# Factory Sink Covers



## 2dayinc (Jul 2, 2008)

Does anyone know where I can buy the factory matching sink covers for my 60/40 sink in my 23KRS? I've looked on camping world and ebay with no luck. They have the wood or white style but my sink has a brownish marble finish. I've seen them at the dealership on other Outbacks but mine didn't come with them.


----------



## wolfwood (Sep 19, 2005)

2dayinc said:


> Does anyone know where I can buy the factory matching sink covers for my 60/40 sink in my 23KRS? I've looked on camping world and ebay with no luck. They have the wood or white style but my sink has a brownish marble finish. I've seen them at the dealership on other Outbacks but mine didn't come with them.

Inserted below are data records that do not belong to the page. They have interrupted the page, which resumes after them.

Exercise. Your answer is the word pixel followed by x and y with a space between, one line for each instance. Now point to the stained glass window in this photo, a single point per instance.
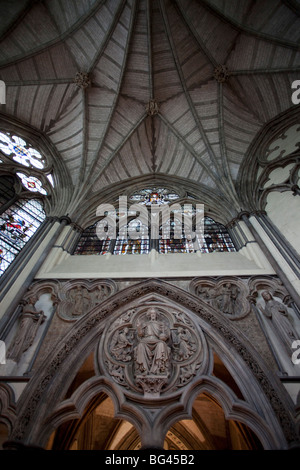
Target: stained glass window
pixel 177 235
pixel 216 237
pixel 90 244
pixel 32 183
pixel 173 238
pixel 138 244
pixel 20 151
pixel 17 225
pixel 154 196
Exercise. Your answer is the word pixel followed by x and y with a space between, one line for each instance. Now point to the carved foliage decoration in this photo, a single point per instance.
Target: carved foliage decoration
pixel 150 350
pixel 227 295
pixel 77 298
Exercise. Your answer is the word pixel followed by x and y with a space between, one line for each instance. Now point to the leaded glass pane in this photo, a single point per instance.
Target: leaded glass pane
pixel 138 243
pixel 17 225
pixel 20 151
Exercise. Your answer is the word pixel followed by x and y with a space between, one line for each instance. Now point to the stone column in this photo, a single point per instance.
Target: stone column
pixel 21 273
pixel 277 250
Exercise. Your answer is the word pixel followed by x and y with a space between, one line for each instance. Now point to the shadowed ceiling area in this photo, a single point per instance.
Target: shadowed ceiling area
pixel 173 88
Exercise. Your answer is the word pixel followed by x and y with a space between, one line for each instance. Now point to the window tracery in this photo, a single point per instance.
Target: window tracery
pixel 16 149
pixel 17 226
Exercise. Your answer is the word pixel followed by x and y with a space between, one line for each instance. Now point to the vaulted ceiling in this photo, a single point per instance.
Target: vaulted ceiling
pixel 203 118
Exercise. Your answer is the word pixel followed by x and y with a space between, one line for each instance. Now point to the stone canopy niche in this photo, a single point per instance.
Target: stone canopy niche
pixel 152 350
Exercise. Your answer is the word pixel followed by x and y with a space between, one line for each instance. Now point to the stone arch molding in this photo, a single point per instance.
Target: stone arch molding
pixel 175 309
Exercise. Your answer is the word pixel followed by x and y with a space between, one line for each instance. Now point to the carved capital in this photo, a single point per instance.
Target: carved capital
pixel 221 73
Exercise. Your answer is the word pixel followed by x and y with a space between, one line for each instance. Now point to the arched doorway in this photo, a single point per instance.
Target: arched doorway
pixel 210 430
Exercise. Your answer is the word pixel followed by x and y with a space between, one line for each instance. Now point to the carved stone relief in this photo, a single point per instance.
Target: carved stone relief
pixel 29 322
pixel 227 295
pixel 77 298
pixel 151 350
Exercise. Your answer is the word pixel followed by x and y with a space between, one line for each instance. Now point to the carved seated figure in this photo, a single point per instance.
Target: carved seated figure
pixel 152 353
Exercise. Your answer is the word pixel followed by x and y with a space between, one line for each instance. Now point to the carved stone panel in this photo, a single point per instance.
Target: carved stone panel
pixel 77 298
pixel 227 295
pixel 152 350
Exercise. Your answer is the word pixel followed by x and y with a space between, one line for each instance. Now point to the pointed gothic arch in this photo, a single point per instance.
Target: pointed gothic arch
pixel 42 405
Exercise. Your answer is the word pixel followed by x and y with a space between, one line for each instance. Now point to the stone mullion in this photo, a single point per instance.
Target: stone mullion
pixel 279 267
pixel 22 276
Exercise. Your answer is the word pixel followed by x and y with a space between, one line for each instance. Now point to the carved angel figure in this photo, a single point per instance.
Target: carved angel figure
pixel 30 321
pixel 278 314
pixel 184 345
pixel 121 345
pixel 152 354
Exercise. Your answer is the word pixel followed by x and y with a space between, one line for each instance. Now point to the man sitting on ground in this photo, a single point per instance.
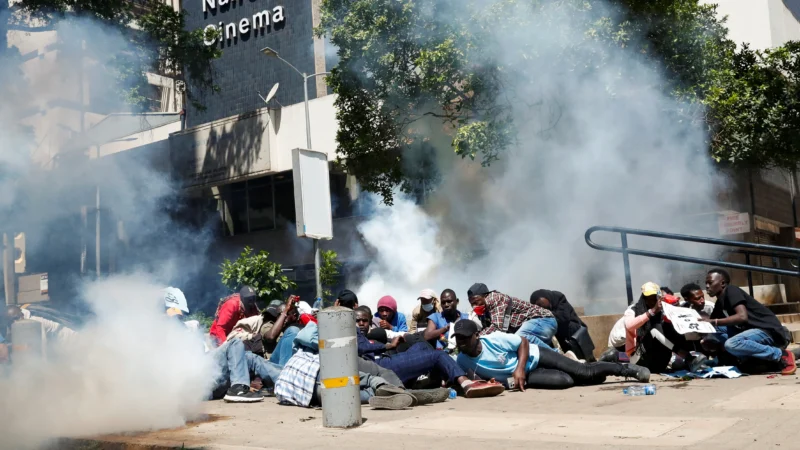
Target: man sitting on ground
pixel 750 329
pixel 501 312
pixel 506 356
pixel 439 323
pixel 231 310
pixel 419 359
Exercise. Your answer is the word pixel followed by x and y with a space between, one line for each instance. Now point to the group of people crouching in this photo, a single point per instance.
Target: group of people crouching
pixel 748 335
pixel 504 343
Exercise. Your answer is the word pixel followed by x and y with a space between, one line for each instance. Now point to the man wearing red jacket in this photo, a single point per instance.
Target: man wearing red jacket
pixel 232 309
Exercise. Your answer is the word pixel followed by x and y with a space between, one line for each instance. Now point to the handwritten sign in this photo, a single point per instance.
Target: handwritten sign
pixel 734 224
pixel 686 320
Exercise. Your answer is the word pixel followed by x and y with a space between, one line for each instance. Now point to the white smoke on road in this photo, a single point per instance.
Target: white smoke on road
pixel 582 158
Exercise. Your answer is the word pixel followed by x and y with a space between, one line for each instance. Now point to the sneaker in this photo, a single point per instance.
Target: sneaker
pixel 394 402
pixel 610 355
pixel 240 393
pixel 641 374
pixel 480 389
pixel 428 396
pixel 789 366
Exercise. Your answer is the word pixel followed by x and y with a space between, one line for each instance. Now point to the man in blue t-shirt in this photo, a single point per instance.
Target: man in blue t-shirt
pixel 504 356
pixel 439 322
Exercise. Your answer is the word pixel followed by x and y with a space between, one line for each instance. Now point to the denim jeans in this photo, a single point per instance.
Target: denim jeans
pixel 284 348
pixel 231 362
pixel 753 343
pixel 266 370
pixel 539 331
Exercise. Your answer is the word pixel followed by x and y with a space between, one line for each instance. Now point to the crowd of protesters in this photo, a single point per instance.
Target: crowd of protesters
pixel 498 343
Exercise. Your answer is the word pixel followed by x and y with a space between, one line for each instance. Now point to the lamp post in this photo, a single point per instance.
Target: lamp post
pixel 274 54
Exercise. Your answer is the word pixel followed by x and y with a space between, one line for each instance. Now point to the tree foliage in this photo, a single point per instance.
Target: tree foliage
pixel 329 273
pixel 257 271
pixel 159 41
pixel 406 62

You've got a new TT - I'd go back to the dealer and have them get it for you. btw, the sinks (2008s & earlier krs's anyway) only have a cover on 1 side - - - not both


----------



## john7349 (Jan 13, 2008)

I have a 2008 21RS. We were missing the sink cover, so we called the dealer. He checked with the factory and they deleted them for that model. At least that's what i'm told.







I guess I will buy one at CW.


----------



## bradnjess (Mar 25, 2007)

You're dealer would be your best bet. Our's didn't come with one either but according to the Keystone info it should have been included in on of the option packages. When I called the dealer they looked up our campers invoice and said it wasn't ordered from the factory with one. It only cost me $13.00 to order one so I didn't see the need to argue. Good luck

Brad


----------



## skippershe (May 22, 2006)

I got tired of picking our sink covers (kitchen and bath) off the floor everytime we arrived at our destination. They now reside in a cabinet somewhere...

There is a member here (sorry! can't remember their name







) who routed the underside of their kitchen sink cover to make it drop down deeper inside the lip of the sink and it now stays put.

Then, there's always the cutting board mod...Hello counter space!









**edit**
Forgot to mention that our factory kitchen sink cover is white and there was only one for the left side...
bathroom sink cover did match the gray counter.


----------



## jetjane (Feb 8, 2007)

My 31fqbh only came with one for the bigger sink and it is white, not the matching marbly brown. I wish I did have two though because then they would stay in place better during travel.... at least the 2 that came in my Cougar did. A match to the sink or countertop would look nicer too.


----------